But I’ll start from The Southwest, because that is where I still am, and hopefully I can make a little story out of it.

Ahem:

THE SOUTHWEST

Seeing the Grand Canyon is one of those things you hear about from childood when you grow up in the west. There is such a huge feeling about the whole geographic location that inevitably the mind fills itself with mythical images of it. In my mind i had pictured sort of a gian notch in the earth, a giant parenthesis filled with emptiness and bottomed out by a magnificent river. Always it seems the topic of the grand canyon ends with: …but I can’t explain it, its too big for that’. And so I pictured in my mind a really big parenthesis, so instead of this:

( )

more like this

( )

Its just how my mind explained it.

But its much more than this. The Grand Canyon is of such vastness that it is in fact many canyons with in one canyon. The bottoming out of flat land from out of Northern Arizona truly comes as a surprise, and the Canyon falls gracefully and with many hues of pink, blue, red and green down thousands of jutting points of rock. Waaaaaay down at the bottom the river moves along, from the general tourist vista nothing more than a pencil line silently there. The shapes are mystical and strange, and the vastness, no matter ow long you stare out at it, never really makes sense. I know that had Kate and I gone for a big hike to the floor and mule ride back up we would have had a much better perspective, but we had only a short afternoon.

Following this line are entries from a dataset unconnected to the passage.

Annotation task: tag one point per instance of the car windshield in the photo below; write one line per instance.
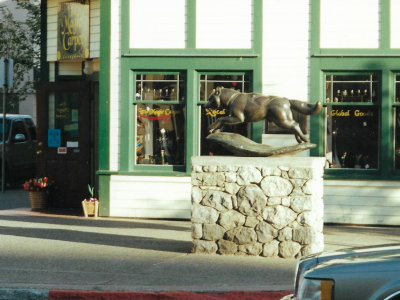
(1, 128)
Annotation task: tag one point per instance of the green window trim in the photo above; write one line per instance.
(191, 61)
(383, 60)
(387, 69)
(192, 68)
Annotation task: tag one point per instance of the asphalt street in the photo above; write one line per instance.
(60, 250)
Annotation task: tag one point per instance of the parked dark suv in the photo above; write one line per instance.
(20, 147)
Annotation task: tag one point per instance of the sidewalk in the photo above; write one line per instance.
(45, 253)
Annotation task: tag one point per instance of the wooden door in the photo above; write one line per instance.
(64, 140)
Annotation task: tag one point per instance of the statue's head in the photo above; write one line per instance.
(214, 100)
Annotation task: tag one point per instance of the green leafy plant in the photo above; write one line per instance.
(91, 192)
(21, 42)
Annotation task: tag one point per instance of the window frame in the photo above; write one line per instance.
(384, 60)
(190, 47)
(245, 74)
(332, 104)
(149, 167)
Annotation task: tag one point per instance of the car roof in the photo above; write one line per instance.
(15, 116)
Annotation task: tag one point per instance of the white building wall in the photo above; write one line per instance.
(286, 26)
(362, 202)
(347, 24)
(150, 196)
(286, 48)
(115, 81)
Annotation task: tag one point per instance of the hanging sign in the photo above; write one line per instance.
(73, 31)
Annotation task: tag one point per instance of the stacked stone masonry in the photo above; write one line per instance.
(271, 207)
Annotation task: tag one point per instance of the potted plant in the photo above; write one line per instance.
(39, 191)
(91, 206)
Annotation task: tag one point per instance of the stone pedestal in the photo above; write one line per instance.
(268, 206)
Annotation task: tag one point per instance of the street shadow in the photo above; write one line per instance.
(93, 238)
(99, 223)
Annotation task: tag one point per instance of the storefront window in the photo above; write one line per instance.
(63, 119)
(352, 116)
(208, 82)
(160, 115)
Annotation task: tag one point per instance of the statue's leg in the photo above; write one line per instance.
(294, 127)
(229, 120)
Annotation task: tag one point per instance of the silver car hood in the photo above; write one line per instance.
(346, 259)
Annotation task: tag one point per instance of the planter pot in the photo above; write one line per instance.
(90, 208)
(38, 200)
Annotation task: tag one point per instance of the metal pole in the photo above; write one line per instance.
(3, 159)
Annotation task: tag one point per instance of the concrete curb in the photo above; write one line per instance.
(42, 294)
(26, 294)
(178, 295)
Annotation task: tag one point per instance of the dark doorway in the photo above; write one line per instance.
(65, 124)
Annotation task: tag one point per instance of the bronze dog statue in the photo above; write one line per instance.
(253, 107)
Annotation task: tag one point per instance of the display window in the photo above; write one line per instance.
(160, 119)
(208, 82)
(352, 121)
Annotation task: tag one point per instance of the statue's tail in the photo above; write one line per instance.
(306, 108)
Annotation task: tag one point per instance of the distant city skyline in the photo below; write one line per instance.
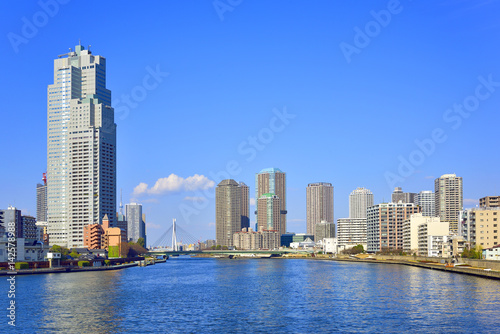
(199, 99)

We had only a short afternoon because we decided to miss the touristed campground. Our experience in Yosemite was fantastic save for the parking lot circus atmoshpere of the campground. We were pulling in sadly on a Saturday early afternoon, and so of course there were hoardes of people. In fact, the only disappointment in the whole of the Grand Canyon has got to be the noise. We quite word for word heard one person say “did you get the picture? good, lets go shopping!” (I promise I am not kidding or exaggerating).

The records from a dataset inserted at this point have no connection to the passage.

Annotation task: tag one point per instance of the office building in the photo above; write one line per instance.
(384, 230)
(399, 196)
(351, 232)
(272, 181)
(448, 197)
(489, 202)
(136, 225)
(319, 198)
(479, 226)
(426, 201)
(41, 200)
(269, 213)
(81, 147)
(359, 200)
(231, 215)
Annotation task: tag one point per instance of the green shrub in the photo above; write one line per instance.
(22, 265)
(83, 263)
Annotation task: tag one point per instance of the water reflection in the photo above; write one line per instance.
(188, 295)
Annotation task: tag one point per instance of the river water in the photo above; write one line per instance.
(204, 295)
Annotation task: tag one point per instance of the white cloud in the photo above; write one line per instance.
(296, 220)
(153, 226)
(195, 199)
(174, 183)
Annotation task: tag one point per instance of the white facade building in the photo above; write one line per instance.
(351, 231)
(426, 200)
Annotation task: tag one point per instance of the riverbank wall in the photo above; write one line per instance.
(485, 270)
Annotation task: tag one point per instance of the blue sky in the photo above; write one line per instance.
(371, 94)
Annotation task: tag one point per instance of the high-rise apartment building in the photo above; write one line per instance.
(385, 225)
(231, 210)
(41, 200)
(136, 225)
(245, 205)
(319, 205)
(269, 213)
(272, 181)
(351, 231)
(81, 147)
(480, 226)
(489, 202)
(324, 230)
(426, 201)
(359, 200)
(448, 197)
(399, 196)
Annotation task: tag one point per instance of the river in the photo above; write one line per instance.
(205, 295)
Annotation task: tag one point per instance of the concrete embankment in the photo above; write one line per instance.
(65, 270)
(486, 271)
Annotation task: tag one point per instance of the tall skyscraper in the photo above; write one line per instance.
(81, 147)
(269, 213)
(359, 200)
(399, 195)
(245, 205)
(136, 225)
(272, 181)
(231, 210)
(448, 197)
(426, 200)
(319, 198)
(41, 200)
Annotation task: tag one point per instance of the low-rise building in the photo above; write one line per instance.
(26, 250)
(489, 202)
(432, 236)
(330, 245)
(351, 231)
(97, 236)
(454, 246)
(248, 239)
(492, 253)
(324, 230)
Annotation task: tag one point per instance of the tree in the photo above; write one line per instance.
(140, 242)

The attitude of the general public at the easy to reach points of view is that they should yell at each other instead of talk, let kids run wild and scream if they get “too close” to the edge, and generally be thoroughly disrespectful to the grandeur, excitement and I would guess, though I didn’t experience, peace of the place. Tess (Kate’s sister) was telling me that the early explorers noted a sense of sadness dormant in the Canyon. I felt sad that there wasn’t at least a quiet area to sit and reflect, but was otherwise thrilled. I must admit too that I was thrilled to be able to say I saw it. Yes its superficial, but it is one of those places on earth that merit a certain “I joined the club” feeling, like Las Vegas, for instance.

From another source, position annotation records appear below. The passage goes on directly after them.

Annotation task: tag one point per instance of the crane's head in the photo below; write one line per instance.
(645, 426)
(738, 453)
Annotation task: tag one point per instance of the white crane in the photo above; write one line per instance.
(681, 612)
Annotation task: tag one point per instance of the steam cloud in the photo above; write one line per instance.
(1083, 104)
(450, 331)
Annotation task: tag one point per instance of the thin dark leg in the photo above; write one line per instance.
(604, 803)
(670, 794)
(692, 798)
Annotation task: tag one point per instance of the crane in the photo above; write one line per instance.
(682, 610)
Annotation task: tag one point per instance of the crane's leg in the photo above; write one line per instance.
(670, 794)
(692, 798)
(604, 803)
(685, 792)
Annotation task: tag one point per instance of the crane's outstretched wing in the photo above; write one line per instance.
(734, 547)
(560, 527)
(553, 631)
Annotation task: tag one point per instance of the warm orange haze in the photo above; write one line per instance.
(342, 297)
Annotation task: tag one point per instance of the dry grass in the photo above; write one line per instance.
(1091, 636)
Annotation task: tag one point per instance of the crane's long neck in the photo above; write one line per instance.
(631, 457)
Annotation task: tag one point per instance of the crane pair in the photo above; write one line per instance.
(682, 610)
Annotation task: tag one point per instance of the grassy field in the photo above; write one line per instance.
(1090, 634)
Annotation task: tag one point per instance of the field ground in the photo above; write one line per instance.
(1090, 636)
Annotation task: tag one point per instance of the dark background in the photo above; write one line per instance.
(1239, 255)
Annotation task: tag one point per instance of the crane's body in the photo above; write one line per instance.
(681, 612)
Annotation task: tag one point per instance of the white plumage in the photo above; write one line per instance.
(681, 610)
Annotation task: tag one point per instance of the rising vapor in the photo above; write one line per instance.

Since we had resolved to avoid the tourist throngs at the Grand Canyon, we headed down through Flagstaff (again) to join the tourist throngs in Sedona. OF course, we didn’t expect this, but there is just cause to the number of people that vacation to the cool creeks and red rocks of this amazingly picturesque town. As you approach Sedona from Flagstaff you head down a winding canyon into a creek bed lined with trees, oak and pine and you get your first glimpse of the soaring spires of red rock. We had our maps pinpointed with the three National Park campgrounds along the way toward Sedona, and, since we are picky with our campsites, we took a while to choose a spot among the very crowded very busy sites. But we had to settle, we were tired, and there wasn’t a whole lot we could do that evening, aside from driving ourselves mad with stress and ignorance of options. So we settled down, and then drove into Sedona. Over coffee and bread at a ritzy balcony having coffee shop we determined that:

Sedona has easily one of the best natural backdrops of any city anywhere.

People with minidogs in their arms wear gucci sunglasses drive Lexus SUV’s and vacation or live in Sedona.

It would be neat to check out the several “energy vortexes” that surround Sedona.

As the sun set, we drove up a dirt road just outside of the town close to the most easily accessible Energy Vortex. I had determined this location by stopping in one of the many new age shops and perusing one of the many books about energy vortex. The place I found my information was called “The Center For The New Age” and was looked over by a bored looking woman and sat nicely over a rushing creek. Up at the energy vortex I must admit that the sunset was amazing in the way that light refracted among the spires of red rock. There was a creek running 200 feet below us and birds chirped serenely.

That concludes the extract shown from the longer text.